With a DataFrame called lastTail, I can iterate like this:
import scalikejdbc._
// ...
// Do Kafka Streaming to create DataFrame lastTail
// ...
lastTail.printSchema
lastTail.foreachPartition(iter => {
// open database connection from connection pool
// with scalikeJDBC (to PostgreSQL)
while(iter.hasNext) {
val item = iter.next()
println("****")
println(item.getClass)
println(item.getAs("fileGid"))
println("Schema: "+item.schema)
println("String: "+item.toString())
println("Seqnce: "+item.toSeq)
// convert this item into an XXX format (like JSON)
// write row to DB in the selected format
}
})
This outputs "something like" (with redaction):
root
|-- fileGid: string (nullable = true)
|-- eventStruct: struct (nullable = false)
| |-- eventIndex: integer (nullable = true)
| |-- eventGid: string (nullable = true)
| |-- eventType: string (nullable = true)
|-- revisionStruct: struct (nullable = false)
| |-- eventIndex: integer (nullable = true)
| |-- eventGid: string (nullable = true)
| |-- eventType: string (nullable = true)
and (with just one iteration item - redacted, but hopefully with good enough syntax as well)
****
class org.apache.spark.sql.catalyst.expressions.GenericRowWithSchema
12345
Schema: StructType(StructField(fileGid,StringType,true), StructField(eventStruct,StructType(StructField(eventIndex,IntegerType,true), StructField(eventGid,StringType,true), StructField(eventType,StringType,true)), StructField(revisionStruct,StructType(StructField(eventIndex,IntegerType,true), StructField(eventGid,StringType,true), StructField(eventType,StringType,true), StructField(editIndex,IntegerType,true)),false))
String: [12345,[1,4,edit],[1,4,revision]]
Seqnce: WrappedArray(12345, [1,4,edit], [1,4,revision])
Note: I doing the part like val metric = iter.sum on https://github.com/koeninger/kafka-exactly-once/blob/master/src/main/scala/example/TransactionalPerPartition.scala, but with DataFrames instead.

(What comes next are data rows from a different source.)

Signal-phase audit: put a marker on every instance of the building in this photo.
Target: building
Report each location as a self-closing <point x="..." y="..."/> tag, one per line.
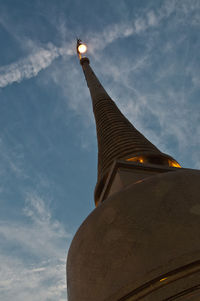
<point x="142" y="242"/>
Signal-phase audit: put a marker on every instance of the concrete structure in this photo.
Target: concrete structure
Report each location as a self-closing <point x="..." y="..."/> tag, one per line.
<point x="142" y="242"/>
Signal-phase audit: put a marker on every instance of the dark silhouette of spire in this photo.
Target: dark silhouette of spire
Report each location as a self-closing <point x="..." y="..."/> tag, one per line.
<point x="117" y="137"/>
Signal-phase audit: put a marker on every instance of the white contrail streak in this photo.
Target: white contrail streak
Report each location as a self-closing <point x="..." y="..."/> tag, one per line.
<point x="31" y="65"/>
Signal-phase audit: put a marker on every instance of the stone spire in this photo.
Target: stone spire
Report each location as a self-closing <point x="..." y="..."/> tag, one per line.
<point x="117" y="137"/>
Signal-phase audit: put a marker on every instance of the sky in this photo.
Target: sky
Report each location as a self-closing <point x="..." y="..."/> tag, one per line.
<point x="145" y="53"/>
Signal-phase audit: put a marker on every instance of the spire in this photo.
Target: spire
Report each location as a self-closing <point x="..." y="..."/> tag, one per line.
<point x="117" y="137"/>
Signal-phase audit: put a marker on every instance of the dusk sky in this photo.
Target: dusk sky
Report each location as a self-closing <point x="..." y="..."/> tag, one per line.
<point x="146" y="53"/>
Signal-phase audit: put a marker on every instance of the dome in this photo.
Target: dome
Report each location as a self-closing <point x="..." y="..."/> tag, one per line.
<point x="140" y="243"/>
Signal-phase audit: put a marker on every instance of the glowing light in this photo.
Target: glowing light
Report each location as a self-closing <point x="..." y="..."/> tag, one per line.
<point x="174" y="164"/>
<point x="82" y="48"/>
<point x="136" y="159"/>
<point x="163" y="279"/>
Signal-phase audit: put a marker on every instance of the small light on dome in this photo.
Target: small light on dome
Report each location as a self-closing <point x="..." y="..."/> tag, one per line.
<point x="82" y="48"/>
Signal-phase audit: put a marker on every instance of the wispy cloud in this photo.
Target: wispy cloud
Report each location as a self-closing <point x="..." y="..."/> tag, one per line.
<point x="35" y="268"/>
<point x="30" y="66"/>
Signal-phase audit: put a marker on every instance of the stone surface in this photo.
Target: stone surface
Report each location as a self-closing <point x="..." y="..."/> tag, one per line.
<point x="137" y="235"/>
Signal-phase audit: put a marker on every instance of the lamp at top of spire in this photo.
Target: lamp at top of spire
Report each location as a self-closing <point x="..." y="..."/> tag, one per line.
<point x="81" y="48"/>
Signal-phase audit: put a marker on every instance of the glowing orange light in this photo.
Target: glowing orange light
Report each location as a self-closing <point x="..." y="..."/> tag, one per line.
<point x="136" y="159"/>
<point x="82" y="48"/>
<point x="163" y="279"/>
<point x="174" y="164"/>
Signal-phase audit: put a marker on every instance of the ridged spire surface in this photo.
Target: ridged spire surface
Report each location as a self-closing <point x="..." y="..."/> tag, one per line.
<point x="117" y="137"/>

I am also following "Design Patterns for using foreachRDD" seen at http://spark.apache.org/docs/latest/streaming-programming-guide.html#performance-tuning.
How can I convert this
org.apache.spark.sql.catalyst.expressions.GenericRowWithSchema
(see https://github.com/apache/spark/blob/master/sql/catalyst/src/main/scala/org/apache/spark/sql/catalyst/expressions/rows.scala)

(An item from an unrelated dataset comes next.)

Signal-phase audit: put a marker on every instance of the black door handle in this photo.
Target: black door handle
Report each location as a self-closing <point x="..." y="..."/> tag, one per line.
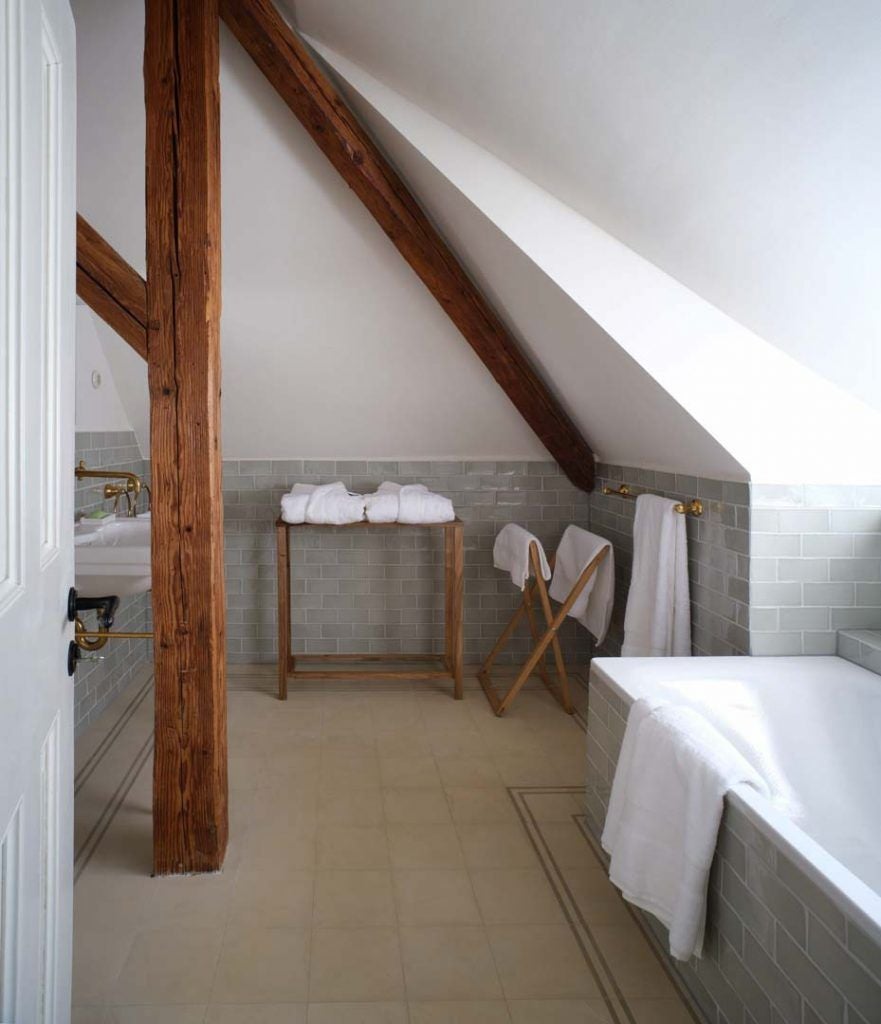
<point x="105" y="606"/>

iteration item into a something that is easily written (JSON or ...? - I'm open) into PostgreSQL. (If not JSON, please suggest how to read this value back into a DataFrame for use at another point.)
Well I figured out a different way to do this as a work around.

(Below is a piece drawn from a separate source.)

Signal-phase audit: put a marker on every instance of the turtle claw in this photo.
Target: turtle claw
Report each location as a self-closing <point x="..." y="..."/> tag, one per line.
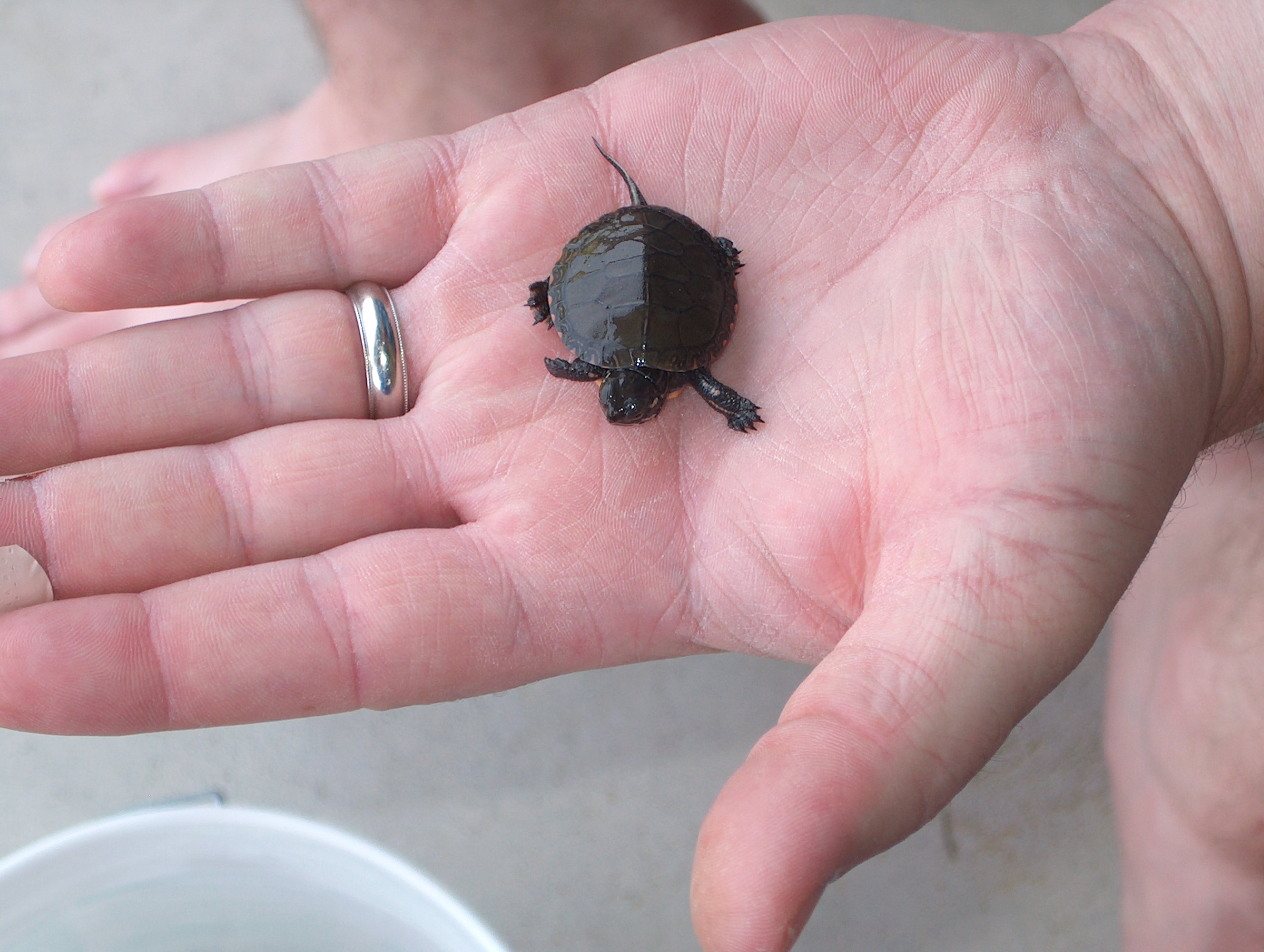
<point x="539" y="302"/>
<point x="741" y="413"/>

val ltk = lastTail.select($"fileGid").rdd.map(fileGid => fileGid.toString)
val ltv = lastTail.toJSON
val kvPair = ltk.zip(ltv)
Then I would simply iterate over the RDD instead of the DataFrame.
kvPair.foreachPartition(iter => {
while(iter.hasNext) {
val item = iter.next()
println(item.getClass)
println(item)
}
})
The data aside, I get class scala.Tuple2 which makes for a easier way to store KV pairs in JDBC / PostgreSQL.
I'm sure that there could yet other ways that are not work-arounds.